A relationship between edge expansion and diameter is quite easy to show. Intuitively, an expander is "like" a complete graph, so all vertices are "close" to each other. More formally, let
$$
\min_{S \subseteq V}\ { \frac{ e(S, S^c) }{ d \cdot \min\{|S|, |S^c|\} }} \geq \alpha
$$
Take any set of vertices $S$ with $|S| \leq |V|/2$. There are at least $\alpha d |S|$ edges coming out of $S$ and since $G$ is $d$-regular, the neighborhood of $S$ (including $S$ itself) is of size at least $(1+\alpha)|S|$. Applying this claim inductively, starting from $S = \{u\}$ for any vertex $u$, we see that for some $t = O(\log_{1 + \alpha } |V|)$, $u$'s $t$-hop neighborhood has size at least $|V|/2$. Therefore, the $t+1$-hop neighborhood of any vertex $v$ has to intersect the $t$-hop neighborhood of $u$, or the graph would have more than $|V|$ vertices, a contradiction.
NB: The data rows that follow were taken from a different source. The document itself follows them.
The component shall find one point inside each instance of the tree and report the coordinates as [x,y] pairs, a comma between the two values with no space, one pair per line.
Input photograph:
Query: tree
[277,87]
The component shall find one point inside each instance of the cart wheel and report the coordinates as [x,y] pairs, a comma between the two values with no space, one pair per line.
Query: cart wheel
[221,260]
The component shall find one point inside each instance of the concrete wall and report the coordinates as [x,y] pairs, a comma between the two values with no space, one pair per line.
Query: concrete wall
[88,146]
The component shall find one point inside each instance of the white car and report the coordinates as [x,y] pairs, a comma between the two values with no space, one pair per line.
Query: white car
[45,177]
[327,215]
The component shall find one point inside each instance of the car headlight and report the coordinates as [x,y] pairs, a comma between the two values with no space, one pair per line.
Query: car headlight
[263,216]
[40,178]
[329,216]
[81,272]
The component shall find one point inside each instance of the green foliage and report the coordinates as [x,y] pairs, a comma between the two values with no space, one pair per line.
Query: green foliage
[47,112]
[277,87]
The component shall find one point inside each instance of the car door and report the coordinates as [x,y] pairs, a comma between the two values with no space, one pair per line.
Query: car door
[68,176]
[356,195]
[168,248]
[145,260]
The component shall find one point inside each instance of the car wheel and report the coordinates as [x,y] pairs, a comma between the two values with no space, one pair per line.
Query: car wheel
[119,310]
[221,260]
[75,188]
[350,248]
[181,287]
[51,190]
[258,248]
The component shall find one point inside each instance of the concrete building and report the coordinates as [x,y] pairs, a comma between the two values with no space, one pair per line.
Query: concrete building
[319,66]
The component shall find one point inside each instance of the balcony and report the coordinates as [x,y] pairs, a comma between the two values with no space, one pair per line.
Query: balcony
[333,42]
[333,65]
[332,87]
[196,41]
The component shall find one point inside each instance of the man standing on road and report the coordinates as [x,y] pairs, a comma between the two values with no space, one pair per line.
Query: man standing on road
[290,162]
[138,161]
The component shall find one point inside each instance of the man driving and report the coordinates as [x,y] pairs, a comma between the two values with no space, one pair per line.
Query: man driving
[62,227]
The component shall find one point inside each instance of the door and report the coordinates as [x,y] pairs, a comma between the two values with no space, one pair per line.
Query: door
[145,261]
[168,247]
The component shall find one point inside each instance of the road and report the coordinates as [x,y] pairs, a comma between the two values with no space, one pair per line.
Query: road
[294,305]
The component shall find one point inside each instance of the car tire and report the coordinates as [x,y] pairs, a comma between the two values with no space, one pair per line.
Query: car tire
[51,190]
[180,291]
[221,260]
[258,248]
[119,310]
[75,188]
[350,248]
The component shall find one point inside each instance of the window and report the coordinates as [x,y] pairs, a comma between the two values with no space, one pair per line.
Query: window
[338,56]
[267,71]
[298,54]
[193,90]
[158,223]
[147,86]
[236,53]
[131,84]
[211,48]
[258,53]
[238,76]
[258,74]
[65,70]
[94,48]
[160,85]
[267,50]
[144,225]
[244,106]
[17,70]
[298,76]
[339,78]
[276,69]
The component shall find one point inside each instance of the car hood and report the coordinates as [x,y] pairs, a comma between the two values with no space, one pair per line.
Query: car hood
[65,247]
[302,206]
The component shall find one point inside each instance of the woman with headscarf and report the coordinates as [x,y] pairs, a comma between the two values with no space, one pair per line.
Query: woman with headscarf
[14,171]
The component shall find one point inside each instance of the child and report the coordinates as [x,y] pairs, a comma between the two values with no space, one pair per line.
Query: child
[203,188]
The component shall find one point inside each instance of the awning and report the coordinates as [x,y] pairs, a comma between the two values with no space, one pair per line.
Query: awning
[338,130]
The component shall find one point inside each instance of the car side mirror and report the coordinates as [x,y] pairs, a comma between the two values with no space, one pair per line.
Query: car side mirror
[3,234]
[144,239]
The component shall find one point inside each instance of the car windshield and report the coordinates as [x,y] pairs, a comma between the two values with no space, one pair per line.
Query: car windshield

So you have
$$
D = O\left(\frac{\log |V|}{\log (1 + \alpha)}\right)
$$
Of course, it also follows that having a lower bound on the diameter implies an upper bound on edge expansion.
I don't think small diameter implies conductance. If you don't insist on regular graphs (and use Hsieh's definition), then two complete graphs connected by a single edge provides a counterexample.